2022-08-13 3:00:48 PM  
They should have sprayed Round-up on every green too.

That might be a fun guerilla campaign in north America - fill every hole with cement and round up every green. The idle rich will be in a fury.
 
2022-08-13 5:41:42 PM  

neongoats: They should have sprayed Round-up on every green too.

That might be a fun guerilla campaign in north America - fill every hole with cement and round up every green. The idle rich will be in a fury.


Yes, the solution is to contaminate the water supply - because if you're dumping that much pesticide in the aquifer I don't care how "harmless" it is, the quantity negates that. **eyeroll**

Cement the holes. do the same over any sprinkler heads you find.  But don't dirty-bomb the water supply to "save" it.  If you make the water incapable of reaching the grass, nature will take care of the rest.
 
2022-08-13 6:39:33 PM  

phalamir: neongoats: They should have sprayed Round-up on every green too.

That might be a fun guerilla campaign in north America - fill every hole with cement and round up every green. The idle rich will be in a fury.

Yes, the solution is to contaminate the water supply - because if you're dumping that much pesticide in the aquifer I don't care how "harmless" it is, the quantity negates that. **eyeroll**

Cement the holes. do the same over any sprinkler heads you find.  But don't dirty-bomb the water supply to "save" it.  If you make the water incapable of reaching the grass, nature will take care of the rest.

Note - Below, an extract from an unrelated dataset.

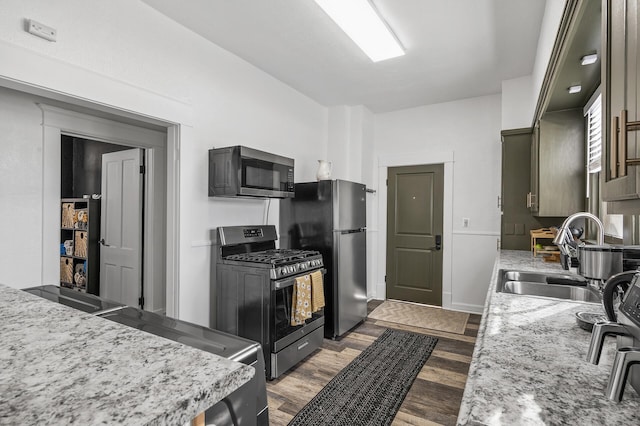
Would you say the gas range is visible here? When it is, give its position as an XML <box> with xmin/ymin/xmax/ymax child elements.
<box><xmin>218</xmin><ymin>226</ymin><xmax>324</xmax><ymax>280</ymax></box>
<box><xmin>213</xmin><ymin>225</ymin><xmax>327</xmax><ymax>379</ymax></box>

Hate the be the one to break it to you, but enough round up to kill some golf greens is a little drop in the bucket compared to how much is already used - by these same golf clubs already every month. You don't really harm them at all by making grass go dormant - it just goes green as soon as it rains or you start watering again. If you want to harm a golf club you have to actually do it harm, not pansy ass around.
 
2022-08-13 7:33:57 PM  

phalamir: neongoats: They should have sprayed Round-up on every green too.

That might be a fun guerilla campaign in north America - fill every hole with cement and round up every green. The idle rich will be in a fury.

Yes, the solution is to contaminate the water supply - because if you're dumping that much pesticide in the aquifer I don't care how "harmless" it is, the quantity negates that. **eyeroll**

Cement the holes. do the same over any sprinkler heads you find.  But don't dirty-bomb the water supply to "save" it.  If you make the water incapable of reaching the grass, nature will take care of the rest.


The fertilizer used probably does as much a number on the water supply as the pesticides.
 
2022-08-13 8:13:58 PM  

neongoats: The idle rich will be in a fury.


Hate to break it to you, but golf is more than just a sport for the rich, there are thousands of public courses across the nation that millions play on every year, myself included - and I'm no where near rich. 

Also, you get caught you are on the hook for thousands in property damage, greens in particular are amongst the most valuable things on the courses, from grass used to overall construction.
 
2022-08-13 8:55:53 PM  
Don't they move the holes around regularly?
 
2022-08-13 9:12:12 PM  

neongoats: They should have sprayed Round-up on every green too.

That might be a fun guerilla campaign in north America - fill every hole with cement and round up every green. The idle rich will be in a fury.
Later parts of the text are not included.